Il suono del rotore dell'elicottero si avvicinava, lo vidi che abbassava il muso diretto verso di me, era di colore nero, come il furgone, ascoltai un abbaiare di cani che proveniva dal folto degli alberi, respirai a fondo e mi misi a correre nella direzione opposta, una luce di una torcia mi colpì gli occhi, un ordine gridato con tono gutturale :"prendetelo", tante divise nere, tante braccia mi avvilluparono, un pizzico alla schiena, poi più nulla.

"Ed ecco qui, che fortuna, i punti sono stati assorbiti dalla gengiva, non devo neppure toccarla", la voce del dentista aveva un tono di stupore ma nello stesso tempo si sentiva che era sollevato, mi disse di richiudere pure la bocca, che tutto era andato alla perfezione e anche il gonfiore alla guancia era scomparso, potevo tornare alla vita di sempre. Mi sentivo confuso, come se avessi dormito per giorni, mi toccai il viso e constatai che non c'era davvero alcun gonfiore. "Bene allora, arrivederci e al massimo ci vediamo tra un anno per una pulizia completa dei denti", il sorriso del medico era sgargiante, la felicità in persona. Lo ringraziai, anche se per la verità non mi ricordavo di come ero tornato là, un vuoto di memoria, mi incamminai verso la stazione per prendere il treno del ritorno, misi la mano nella tasca dove di solito tenevo i biglietti usati, ma non c'era il biglietto che avrei dovuto aver utilizzato all'andata, strano, ma erano così tante le cose misteriose, che inviai il particolare in un angolo remoto della mia mente. Riconobbi la signora che alla stazione vendeva i biglietti e la salutai, mi sorrise, stavolta non mi aveva guardato inorridita. Salii sul treno, le persone non mi evitavano, feci il solito errore di carrozza e il controllore mi chiese gentilmente di alzarmi e scegliere un vagone di seconda classe.

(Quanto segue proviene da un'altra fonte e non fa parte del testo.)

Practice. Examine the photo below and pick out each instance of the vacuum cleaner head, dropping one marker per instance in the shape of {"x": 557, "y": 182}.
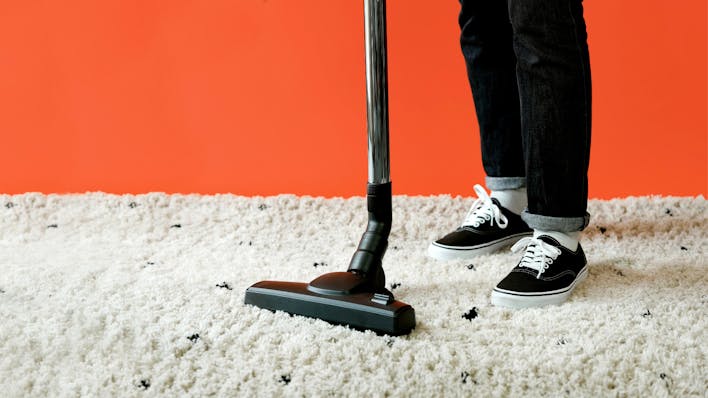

Il dentista osservava al microscopio il dente del giudizio che mi aveva tolto, non riusciva a capacitarsi di come i punti di materia schermante che mi aveva inserito nella gengiva fossero stati assorbiti, eppure all'interno del dente si notava chiaramente la conformazione dei tessuti del giudizio, ormai scollegati dal resto del sistema neurovegetativo. A meno che... sudò freddo... a meno che il materiale dei punti schermanti fosse stato di quel nuovo tipo ancora non testato contro la conduzione, a meno che un filamento del giudizio si fosse avvolto attorno ad uno dei punti e non avesse subito il rigetto e ora si trovasse, minuscolo, all'interno del dente vicino, nel giro di pochi mesi si sarebbe messo a ricrescere e...

... il telefono squillò, all'altro capo la voce metallica dell'essere che comandava la spedizione :"dunque dottore, tutto a posto?",
Il medico si rese conto dal tono inquisitore che il suo interlocutore non avrebbe desiderato una risposta dubbiosa e non voleva certo diventare il bersaglio della sua mitica rabbia e rispose :"devo dire che è stato un bel pasticcio, ma siamo riusciti a rimediare", sperò di aver usato un tono convincente.
"Ma ci pensa dottore", la voce aveva assunto un tono sarcastico :"se non gli avessimo tolto quel dente del giudizio, per il pianeta Terra sarebbe scoccato il giorno del giudizio!", la risata aggghiacciante, la cornetta riposta, il cuore del dentista che faticava a tornare a battere regolarmente, il cocktail di emozione e di spavento pretendevano uno scotto.

Avevo il capo chino su due pagine di catalogo sulla mia scrivania in ufficio, la concentrazione passava dall'una all'altra, i miei collaboratori mi osservavano incuriositi, iniziai a dire :"il secondo è...", un lieve capogiro, mi toccai la guancia, non era più gonfia, non ricordai più che cosa avevo iniziato a dire, lo accantonai, per il momento.